Google's Fight for NSA Transparency, Explained in 2 Paragraphs

Google has formally filed a motion to the secret Foreign Intelligence Surveillance Court asking for permission to say how many warrants it receives for user data every year. From the document itself:

In particular, Google seeks a declaratory judgment that Google has a right under the First Amendment to publish, and that no applicable law or regulation prohibits Google from publishing, two aggregate unclassified numbers: (1) the total number of FISA requests it receives, if any; and (2) the total number of users or accounts encompassed within such requests.

 

Google's publication would disclose numbers as part of the regular Transparency Report publication cycle for National Security Letters, which covers data over calendar year time periods. There would be two new categories to cover requests made under FISA … (a) total requests received and (b) total users/accounts at issue. Each of these entries will be reported as a range, rather than an actual number. That range would be the same as used by Google in its reporting of NSLs currently, in increments of one thousand, starting with zero. As with the NSL reporting, Google would have a Frequently Asked Questions ("FAQ") section that would describe the statutory FISA authorities themselves.

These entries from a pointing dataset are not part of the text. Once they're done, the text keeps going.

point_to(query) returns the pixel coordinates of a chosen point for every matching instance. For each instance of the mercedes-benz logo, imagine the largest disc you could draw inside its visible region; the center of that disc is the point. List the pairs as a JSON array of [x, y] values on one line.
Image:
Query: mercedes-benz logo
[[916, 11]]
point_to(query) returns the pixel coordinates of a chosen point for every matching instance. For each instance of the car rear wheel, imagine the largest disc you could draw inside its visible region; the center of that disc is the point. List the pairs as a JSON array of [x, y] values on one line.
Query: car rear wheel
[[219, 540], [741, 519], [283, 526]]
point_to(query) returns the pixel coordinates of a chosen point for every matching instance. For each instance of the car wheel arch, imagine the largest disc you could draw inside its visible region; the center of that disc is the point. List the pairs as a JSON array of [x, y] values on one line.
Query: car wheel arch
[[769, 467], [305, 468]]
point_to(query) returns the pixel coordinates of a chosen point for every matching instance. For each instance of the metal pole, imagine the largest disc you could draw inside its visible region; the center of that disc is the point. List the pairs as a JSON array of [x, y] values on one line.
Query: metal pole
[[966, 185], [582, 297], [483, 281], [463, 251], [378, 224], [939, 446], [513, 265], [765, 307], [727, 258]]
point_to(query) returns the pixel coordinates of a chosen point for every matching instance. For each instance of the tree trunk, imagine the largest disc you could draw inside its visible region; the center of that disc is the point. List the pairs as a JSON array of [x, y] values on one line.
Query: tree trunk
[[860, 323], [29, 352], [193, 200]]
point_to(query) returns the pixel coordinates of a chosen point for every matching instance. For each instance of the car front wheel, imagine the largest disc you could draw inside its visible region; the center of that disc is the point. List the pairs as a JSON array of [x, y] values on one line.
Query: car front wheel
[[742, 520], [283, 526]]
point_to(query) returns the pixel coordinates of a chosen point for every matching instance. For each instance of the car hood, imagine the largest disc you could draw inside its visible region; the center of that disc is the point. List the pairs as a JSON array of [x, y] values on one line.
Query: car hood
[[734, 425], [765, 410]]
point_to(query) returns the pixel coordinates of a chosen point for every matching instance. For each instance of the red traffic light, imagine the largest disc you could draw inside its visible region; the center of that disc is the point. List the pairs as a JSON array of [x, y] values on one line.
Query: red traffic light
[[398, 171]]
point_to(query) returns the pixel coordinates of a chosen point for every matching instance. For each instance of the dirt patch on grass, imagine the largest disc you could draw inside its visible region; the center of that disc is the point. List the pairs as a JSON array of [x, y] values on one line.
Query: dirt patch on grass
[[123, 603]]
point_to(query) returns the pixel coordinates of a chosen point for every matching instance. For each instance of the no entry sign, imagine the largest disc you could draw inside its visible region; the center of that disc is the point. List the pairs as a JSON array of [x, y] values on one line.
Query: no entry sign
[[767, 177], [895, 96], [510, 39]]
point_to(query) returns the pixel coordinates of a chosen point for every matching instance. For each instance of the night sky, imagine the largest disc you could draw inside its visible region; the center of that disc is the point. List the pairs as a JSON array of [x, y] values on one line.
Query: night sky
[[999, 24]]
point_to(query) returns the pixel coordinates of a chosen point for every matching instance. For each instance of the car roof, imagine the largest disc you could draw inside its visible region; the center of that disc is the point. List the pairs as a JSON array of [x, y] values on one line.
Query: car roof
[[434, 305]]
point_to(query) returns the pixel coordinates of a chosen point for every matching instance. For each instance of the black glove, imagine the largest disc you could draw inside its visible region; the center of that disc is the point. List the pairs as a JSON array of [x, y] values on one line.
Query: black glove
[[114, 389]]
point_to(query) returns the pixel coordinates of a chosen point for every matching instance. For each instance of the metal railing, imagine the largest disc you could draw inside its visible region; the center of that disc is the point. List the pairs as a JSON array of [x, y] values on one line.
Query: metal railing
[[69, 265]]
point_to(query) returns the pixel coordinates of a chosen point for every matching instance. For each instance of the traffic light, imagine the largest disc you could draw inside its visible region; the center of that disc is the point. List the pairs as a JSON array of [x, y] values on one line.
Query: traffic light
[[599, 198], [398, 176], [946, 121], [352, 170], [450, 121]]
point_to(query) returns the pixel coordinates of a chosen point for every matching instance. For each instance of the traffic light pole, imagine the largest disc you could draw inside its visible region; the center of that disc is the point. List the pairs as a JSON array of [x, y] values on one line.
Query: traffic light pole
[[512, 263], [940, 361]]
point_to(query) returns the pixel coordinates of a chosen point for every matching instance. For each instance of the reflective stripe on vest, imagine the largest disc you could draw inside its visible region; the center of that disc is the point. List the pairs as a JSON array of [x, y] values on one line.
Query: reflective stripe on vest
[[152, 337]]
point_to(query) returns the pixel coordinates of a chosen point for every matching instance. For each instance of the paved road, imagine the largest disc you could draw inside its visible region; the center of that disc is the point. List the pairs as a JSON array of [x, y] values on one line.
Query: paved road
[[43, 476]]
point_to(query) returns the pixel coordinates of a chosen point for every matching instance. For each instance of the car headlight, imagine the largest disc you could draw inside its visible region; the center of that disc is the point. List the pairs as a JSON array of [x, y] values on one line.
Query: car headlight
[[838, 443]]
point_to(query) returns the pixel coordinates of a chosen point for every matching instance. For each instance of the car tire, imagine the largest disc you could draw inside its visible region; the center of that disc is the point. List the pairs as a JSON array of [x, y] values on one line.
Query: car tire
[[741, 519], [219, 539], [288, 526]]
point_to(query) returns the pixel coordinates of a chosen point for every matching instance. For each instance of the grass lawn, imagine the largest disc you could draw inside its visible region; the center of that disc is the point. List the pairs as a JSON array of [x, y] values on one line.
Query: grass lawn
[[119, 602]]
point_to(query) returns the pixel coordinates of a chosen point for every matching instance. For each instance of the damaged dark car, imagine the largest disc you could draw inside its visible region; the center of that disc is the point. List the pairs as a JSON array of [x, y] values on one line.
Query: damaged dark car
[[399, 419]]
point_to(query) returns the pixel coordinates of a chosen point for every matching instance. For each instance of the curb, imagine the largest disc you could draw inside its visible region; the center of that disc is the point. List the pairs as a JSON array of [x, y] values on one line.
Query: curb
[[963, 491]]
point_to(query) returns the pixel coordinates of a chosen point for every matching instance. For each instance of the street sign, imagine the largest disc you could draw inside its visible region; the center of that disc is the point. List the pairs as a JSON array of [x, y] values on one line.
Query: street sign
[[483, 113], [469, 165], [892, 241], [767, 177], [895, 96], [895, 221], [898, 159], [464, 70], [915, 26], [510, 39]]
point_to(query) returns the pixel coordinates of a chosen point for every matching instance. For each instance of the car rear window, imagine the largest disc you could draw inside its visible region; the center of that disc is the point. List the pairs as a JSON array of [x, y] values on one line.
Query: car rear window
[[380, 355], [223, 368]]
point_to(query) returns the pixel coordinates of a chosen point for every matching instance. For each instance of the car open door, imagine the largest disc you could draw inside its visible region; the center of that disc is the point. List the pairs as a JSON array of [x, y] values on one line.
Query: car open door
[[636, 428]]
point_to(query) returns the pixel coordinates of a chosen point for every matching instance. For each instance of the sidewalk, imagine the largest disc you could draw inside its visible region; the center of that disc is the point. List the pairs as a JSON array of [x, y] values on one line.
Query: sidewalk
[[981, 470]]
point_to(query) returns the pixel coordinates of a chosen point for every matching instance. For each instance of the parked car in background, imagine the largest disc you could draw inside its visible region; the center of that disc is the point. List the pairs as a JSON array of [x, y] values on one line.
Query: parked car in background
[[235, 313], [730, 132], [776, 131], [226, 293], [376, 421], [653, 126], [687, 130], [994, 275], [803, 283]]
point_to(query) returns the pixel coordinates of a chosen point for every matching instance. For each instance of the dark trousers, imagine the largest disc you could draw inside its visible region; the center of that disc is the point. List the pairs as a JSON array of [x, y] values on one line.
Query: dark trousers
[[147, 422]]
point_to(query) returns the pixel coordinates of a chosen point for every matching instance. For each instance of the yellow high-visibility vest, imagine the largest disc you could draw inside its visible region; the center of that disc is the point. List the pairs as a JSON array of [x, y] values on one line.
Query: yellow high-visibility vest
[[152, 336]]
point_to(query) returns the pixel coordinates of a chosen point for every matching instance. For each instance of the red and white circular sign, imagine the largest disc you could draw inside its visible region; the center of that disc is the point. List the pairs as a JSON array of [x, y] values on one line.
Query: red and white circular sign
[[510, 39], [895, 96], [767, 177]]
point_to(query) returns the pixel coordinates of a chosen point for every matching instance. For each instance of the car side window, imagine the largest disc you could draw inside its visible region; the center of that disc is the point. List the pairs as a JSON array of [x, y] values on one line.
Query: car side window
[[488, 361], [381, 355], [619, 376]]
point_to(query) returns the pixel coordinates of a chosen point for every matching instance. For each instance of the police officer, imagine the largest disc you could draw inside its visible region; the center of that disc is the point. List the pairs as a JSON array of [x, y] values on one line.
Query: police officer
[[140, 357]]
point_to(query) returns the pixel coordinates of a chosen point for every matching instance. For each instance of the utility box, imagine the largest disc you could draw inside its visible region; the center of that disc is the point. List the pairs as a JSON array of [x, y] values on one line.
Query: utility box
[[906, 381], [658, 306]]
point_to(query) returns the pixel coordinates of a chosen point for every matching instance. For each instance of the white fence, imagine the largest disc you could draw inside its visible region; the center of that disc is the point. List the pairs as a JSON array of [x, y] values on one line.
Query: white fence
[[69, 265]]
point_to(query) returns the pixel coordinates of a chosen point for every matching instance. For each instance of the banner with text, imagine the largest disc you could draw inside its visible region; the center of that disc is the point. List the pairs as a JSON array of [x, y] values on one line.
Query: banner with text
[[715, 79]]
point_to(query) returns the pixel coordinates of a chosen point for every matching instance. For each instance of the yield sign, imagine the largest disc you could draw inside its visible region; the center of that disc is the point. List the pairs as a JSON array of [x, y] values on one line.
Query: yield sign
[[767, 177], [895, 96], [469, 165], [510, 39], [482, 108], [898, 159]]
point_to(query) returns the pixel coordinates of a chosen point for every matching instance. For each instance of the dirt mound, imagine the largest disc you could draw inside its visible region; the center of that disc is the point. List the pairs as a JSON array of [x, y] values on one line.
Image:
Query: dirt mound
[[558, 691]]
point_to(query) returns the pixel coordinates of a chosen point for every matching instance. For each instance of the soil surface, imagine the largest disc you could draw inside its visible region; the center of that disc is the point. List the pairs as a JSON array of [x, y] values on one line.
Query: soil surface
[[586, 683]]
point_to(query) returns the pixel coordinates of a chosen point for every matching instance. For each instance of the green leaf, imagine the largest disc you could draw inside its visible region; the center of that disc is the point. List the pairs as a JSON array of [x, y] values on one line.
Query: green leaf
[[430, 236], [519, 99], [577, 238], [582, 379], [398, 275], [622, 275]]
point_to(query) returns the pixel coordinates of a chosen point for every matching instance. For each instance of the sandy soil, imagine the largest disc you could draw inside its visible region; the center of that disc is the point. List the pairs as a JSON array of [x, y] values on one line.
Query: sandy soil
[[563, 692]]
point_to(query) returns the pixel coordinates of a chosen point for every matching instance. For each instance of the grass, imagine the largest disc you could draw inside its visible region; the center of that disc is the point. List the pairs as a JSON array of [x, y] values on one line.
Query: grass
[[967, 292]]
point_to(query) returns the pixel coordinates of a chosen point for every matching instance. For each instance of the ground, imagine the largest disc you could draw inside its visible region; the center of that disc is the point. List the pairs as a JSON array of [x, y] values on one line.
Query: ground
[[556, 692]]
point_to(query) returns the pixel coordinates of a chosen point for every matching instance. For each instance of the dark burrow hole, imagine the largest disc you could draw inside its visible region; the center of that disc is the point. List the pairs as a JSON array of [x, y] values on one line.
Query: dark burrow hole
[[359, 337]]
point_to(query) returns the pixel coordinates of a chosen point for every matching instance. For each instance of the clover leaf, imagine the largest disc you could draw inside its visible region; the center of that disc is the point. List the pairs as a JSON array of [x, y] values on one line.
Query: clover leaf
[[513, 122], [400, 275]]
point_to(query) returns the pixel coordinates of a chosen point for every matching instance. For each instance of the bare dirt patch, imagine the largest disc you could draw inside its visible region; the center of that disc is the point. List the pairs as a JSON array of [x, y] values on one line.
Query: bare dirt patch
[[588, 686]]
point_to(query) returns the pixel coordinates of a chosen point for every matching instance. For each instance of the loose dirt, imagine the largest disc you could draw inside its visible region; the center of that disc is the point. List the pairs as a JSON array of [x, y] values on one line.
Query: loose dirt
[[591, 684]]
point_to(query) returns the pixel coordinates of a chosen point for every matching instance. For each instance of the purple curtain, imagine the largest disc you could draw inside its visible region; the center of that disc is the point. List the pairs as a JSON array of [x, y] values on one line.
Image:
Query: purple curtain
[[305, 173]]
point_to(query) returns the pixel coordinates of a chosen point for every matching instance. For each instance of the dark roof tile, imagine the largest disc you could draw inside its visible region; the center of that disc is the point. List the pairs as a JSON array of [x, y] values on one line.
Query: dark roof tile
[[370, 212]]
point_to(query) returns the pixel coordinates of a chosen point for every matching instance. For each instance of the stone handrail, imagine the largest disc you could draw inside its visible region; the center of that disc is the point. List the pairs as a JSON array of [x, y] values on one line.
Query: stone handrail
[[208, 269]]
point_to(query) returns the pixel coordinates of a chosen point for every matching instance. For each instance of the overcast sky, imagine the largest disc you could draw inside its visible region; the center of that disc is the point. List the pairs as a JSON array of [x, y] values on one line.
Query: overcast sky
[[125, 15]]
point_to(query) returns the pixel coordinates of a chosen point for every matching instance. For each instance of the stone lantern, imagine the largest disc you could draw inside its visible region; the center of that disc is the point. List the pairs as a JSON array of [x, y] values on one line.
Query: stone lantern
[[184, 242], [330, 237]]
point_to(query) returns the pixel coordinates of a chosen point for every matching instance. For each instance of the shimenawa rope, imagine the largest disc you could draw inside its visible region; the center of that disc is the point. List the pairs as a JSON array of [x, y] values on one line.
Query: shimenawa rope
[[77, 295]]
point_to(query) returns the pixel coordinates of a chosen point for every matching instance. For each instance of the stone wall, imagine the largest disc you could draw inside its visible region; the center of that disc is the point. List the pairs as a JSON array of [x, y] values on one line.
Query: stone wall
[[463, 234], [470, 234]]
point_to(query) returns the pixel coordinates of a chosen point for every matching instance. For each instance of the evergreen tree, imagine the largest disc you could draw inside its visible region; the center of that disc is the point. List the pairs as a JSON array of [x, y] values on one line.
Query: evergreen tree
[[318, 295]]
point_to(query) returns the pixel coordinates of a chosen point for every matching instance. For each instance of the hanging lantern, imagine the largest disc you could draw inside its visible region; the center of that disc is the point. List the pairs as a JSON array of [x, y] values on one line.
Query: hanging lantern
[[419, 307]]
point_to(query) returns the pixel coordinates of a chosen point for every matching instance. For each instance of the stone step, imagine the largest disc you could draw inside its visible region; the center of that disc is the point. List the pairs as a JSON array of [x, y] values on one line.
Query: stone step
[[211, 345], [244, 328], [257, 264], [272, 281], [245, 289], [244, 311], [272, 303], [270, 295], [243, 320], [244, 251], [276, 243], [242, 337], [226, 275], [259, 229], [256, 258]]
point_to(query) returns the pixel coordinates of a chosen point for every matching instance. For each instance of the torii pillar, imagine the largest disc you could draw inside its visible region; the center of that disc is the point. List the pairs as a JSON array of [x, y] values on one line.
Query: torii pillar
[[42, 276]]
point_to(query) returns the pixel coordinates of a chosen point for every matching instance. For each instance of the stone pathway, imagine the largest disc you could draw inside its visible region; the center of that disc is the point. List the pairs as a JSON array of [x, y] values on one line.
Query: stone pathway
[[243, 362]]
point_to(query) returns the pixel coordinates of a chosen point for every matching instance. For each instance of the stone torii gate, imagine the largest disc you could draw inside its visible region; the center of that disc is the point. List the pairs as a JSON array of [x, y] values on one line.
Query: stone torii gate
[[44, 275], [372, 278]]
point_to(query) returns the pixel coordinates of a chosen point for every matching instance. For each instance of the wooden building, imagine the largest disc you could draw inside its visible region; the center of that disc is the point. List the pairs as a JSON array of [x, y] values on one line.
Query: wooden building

Google's existing transparency report is publicly accessible here. As you can see, Google already publishes information about national security letters, a different type of data request that doesn't require FISA court approval.

In previous petitions to the government, Google has asked for the ability to report the total number of all national security-related requests it gets from Washington. That means a numeric range that would represent both NSLs and FISA requests, with no differentiation or breakdown between the two. This is different—the company is now asking for permission to report FISA warrants as a separate line item, which would be revealing in its own right.

I wouldn't be surprised to see other tech companies following up with petitions of their own.